Now, Instagram alone has 3 billion (!) users from across the world, so they are bound to not just having to spend a lot of money on user support (remember, we are talking about the entire world, they also need to deal with about 7.000 (!) actively spoken languages, and having attack targets that are as powerful as US Presidents or as rich as Elon Musk. Clearly, the risk management involved in the entire idea was horribly deficient, but let's not act like this is a trivial problem domain in the first place. And hence the push for AI, simply because it - if done correctly - can take a lot of work off of the first-level support desks for a fraction of the money.
[1] https://velvetshark.com/til/til-smartest-bears-dumbest-touri...
[2] https://www.sapiens.org/language/world-languages-counting-me...
> If we’re going to talk about good software design, we have to talk about Laziness, Impatience, and Hubris, the basis of good software design.
sourced from https://bcantrill.dtrace.org/2026/04/12/the-peril-of-lazines..., where Bryan Cantrill makes the point that:
> The problem is that LLMs inherently lack the virtue of laziness. Work costs nothing to an LLM. LLMs do not feel a need to optimize for their own (or anyone’s) future time, and will happily dump more and more onto a layercake of garbage.
which I think is interesting, albeit somewhat tangential to the current discussion.
Remember the "ChatGPT lazy winter" 2 years ago? (https://hn.algolia.com/?dateRange=all&page=1&prefix=true&que... )
That was truly "lazy", as in "yo... I'm not interested in doing this so I'll half-ass it or just tell someone else to do it".
The kind of "lazy" that is mentioned in your quote is "I don't want to add work to future me's life". I don't think "lazy" is the right word for it.
During development they were likely not thinking of the user experience, nor even the support agent experience, but on their development experience, they asked the LLM to develop the chatbot, and it worked, and the speed was documented and reported upstream so that shareholders invest, if there is any forethought it would go against the narrative of AI becoming the engineer or 100xing productivity.
This is exactly the stupid explanation I expected. Your privacy and security. Meta. Serious Business.
god dang!! we are going to see some juicy stuff
It's like, people abusing an open door. "Guys, just because we left the door open to your bedroom doesn't mean we're responsible".
God can only hope this is a business ending lawsuit.
also this is more like them leaving the keys in the door, then someone comes along, uses the keys, and steals all your stuff.
truthfully, no equipment is actually defective in this scenario eh?
You realize this is the company that enabled a genocide and got away with it?

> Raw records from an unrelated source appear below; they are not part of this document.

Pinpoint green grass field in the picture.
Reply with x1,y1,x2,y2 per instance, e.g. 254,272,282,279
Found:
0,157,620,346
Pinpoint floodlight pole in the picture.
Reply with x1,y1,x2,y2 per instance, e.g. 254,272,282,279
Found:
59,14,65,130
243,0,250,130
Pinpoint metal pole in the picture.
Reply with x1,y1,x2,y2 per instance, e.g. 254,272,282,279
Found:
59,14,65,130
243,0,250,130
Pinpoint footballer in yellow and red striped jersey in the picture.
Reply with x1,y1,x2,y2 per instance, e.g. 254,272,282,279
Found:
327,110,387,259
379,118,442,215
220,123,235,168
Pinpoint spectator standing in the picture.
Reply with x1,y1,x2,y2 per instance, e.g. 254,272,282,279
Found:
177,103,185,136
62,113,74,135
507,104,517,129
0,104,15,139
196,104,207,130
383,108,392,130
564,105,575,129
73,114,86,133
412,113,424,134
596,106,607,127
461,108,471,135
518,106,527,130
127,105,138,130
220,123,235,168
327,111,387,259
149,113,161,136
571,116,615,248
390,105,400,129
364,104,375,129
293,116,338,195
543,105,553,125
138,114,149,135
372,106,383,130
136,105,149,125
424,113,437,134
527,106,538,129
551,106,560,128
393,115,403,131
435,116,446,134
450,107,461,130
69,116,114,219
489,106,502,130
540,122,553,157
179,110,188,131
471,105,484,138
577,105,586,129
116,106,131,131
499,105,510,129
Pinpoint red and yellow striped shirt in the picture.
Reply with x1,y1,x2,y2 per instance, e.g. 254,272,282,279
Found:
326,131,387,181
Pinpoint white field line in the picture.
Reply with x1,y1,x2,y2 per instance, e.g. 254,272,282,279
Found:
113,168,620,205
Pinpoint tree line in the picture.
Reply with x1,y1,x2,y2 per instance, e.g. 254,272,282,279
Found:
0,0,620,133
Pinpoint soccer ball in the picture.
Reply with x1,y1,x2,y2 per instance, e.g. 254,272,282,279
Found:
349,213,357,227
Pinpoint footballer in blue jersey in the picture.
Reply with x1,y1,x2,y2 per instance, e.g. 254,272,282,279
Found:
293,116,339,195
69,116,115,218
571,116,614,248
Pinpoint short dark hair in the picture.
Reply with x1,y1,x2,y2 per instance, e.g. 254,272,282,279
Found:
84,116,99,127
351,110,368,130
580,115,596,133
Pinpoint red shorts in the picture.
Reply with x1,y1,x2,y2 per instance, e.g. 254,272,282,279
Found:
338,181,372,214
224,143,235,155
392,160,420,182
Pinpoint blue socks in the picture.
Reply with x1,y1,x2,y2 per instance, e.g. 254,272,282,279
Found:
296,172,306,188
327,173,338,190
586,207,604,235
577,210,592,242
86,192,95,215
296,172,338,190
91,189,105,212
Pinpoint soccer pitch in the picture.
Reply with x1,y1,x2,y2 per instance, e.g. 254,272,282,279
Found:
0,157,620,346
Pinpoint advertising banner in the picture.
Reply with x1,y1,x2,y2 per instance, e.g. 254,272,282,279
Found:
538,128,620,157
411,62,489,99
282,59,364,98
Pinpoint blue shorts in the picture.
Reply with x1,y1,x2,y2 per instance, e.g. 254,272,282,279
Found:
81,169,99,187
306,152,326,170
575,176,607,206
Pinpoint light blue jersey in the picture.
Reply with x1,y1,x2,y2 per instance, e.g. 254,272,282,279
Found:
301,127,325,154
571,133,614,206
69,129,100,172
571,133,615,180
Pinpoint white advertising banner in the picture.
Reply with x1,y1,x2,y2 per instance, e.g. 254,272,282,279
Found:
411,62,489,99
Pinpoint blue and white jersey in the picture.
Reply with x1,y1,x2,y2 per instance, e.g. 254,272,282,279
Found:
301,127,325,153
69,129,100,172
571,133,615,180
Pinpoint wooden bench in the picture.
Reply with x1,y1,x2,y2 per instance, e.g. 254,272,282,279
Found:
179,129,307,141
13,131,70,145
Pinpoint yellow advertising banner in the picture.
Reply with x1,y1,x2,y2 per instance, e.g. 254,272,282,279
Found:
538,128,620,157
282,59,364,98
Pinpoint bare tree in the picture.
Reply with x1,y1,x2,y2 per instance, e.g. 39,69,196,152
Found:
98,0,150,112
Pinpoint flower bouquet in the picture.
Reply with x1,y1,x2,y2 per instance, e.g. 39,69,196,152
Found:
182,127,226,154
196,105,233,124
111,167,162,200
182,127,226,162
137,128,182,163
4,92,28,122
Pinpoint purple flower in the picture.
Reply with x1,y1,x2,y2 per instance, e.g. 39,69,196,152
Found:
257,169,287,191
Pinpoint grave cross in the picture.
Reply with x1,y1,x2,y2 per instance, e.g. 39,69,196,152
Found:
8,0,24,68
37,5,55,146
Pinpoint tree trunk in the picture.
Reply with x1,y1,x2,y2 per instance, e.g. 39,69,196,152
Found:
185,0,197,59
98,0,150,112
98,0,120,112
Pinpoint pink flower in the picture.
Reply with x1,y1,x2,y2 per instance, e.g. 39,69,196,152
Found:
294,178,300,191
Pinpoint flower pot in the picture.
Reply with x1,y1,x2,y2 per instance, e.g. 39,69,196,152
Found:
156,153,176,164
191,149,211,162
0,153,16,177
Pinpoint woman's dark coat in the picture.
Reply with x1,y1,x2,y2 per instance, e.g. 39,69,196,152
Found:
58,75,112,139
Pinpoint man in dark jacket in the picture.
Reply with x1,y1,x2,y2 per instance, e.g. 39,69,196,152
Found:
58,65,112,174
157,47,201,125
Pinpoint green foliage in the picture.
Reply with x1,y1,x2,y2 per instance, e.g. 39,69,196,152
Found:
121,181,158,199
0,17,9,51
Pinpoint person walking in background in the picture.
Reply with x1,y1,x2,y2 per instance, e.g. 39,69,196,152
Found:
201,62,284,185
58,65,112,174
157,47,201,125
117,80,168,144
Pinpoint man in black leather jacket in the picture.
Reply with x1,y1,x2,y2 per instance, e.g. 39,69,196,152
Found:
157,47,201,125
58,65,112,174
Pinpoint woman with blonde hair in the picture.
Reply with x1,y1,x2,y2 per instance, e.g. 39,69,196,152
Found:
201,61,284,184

Not to mention accelerating teenager suicides with full knowledge.
Meta believes that they can vibe-code their reputation down the drain by removing humans in the loop.

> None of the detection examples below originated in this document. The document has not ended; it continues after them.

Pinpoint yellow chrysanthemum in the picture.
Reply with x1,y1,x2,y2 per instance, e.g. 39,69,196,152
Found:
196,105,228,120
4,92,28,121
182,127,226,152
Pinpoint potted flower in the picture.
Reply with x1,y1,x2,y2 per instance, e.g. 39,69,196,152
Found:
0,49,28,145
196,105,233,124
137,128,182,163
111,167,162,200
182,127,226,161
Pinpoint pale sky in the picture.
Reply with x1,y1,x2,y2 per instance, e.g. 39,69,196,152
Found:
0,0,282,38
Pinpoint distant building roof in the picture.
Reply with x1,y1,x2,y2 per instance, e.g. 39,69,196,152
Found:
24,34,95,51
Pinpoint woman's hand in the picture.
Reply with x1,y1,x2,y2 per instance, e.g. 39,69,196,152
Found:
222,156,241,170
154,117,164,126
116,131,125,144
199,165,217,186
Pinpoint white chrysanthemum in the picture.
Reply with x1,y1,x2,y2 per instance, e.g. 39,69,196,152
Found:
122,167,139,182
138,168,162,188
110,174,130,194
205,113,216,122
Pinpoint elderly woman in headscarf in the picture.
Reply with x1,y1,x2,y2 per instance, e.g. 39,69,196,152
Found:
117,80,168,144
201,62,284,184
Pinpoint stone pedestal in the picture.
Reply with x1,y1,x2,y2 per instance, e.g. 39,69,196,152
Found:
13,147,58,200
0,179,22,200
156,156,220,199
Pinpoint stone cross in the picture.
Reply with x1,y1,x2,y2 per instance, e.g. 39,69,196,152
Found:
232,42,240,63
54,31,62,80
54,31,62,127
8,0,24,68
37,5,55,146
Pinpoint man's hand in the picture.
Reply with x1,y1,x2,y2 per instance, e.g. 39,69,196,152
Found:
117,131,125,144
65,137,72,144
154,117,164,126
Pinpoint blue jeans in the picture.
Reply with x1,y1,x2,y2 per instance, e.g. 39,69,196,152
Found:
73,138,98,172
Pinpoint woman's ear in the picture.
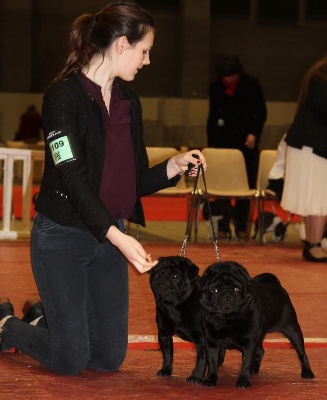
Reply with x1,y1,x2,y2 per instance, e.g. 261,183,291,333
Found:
115,36,130,54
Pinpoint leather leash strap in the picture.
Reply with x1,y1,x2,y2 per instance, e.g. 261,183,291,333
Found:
180,164,220,261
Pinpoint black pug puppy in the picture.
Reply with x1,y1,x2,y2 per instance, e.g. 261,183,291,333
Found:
148,256,213,383
198,261,314,388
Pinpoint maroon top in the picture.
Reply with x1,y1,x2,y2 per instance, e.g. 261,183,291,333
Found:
81,73,136,219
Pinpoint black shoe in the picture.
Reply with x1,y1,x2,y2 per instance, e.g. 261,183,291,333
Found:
22,297,44,324
302,242,327,262
0,297,14,352
0,297,14,320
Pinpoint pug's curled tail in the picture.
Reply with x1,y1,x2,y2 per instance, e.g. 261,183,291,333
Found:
252,272,281,286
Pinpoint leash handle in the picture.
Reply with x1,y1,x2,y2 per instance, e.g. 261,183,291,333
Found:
180,164,220,261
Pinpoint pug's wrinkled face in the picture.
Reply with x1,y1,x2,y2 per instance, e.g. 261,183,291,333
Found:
149,256,199,304
199,262,252,318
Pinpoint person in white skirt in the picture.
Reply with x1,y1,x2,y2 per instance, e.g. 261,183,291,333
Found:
281,55,327,262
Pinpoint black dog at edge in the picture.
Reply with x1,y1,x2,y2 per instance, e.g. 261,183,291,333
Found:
198,261,314,388
148,256,223,383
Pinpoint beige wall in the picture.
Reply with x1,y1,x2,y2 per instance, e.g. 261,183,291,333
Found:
0,93,296,148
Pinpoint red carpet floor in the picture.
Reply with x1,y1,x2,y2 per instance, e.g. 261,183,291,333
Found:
0,242,327,400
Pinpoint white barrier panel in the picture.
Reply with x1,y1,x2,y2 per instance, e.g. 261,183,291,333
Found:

Applying a technical solution to a social problem almost always ends in disasters like this.
Reputation can’t be vibe-coded.
https://www.maine.gov/agviewer/content/ag/985235c7-cb95-4be2...
> Date Breach Discovered: 05-31-2026
I've seen some reporting saying exactly that. [0]
It might be a "first-world problem", but having an account lost without appeal can justly be labeled "traumatic", especially if post-COVID it represents a majority of your social (or para-social) life.
[0] https://www.404media.co/hackers-simply-asked-meta-ai-to-give...
Also possibly illegal under GDPR section 22.
People coming in from the street to hang out and rifle through your belongings would still be "abusing" the system according to the law, but it's hard to not consider the landlord somewhat responsible.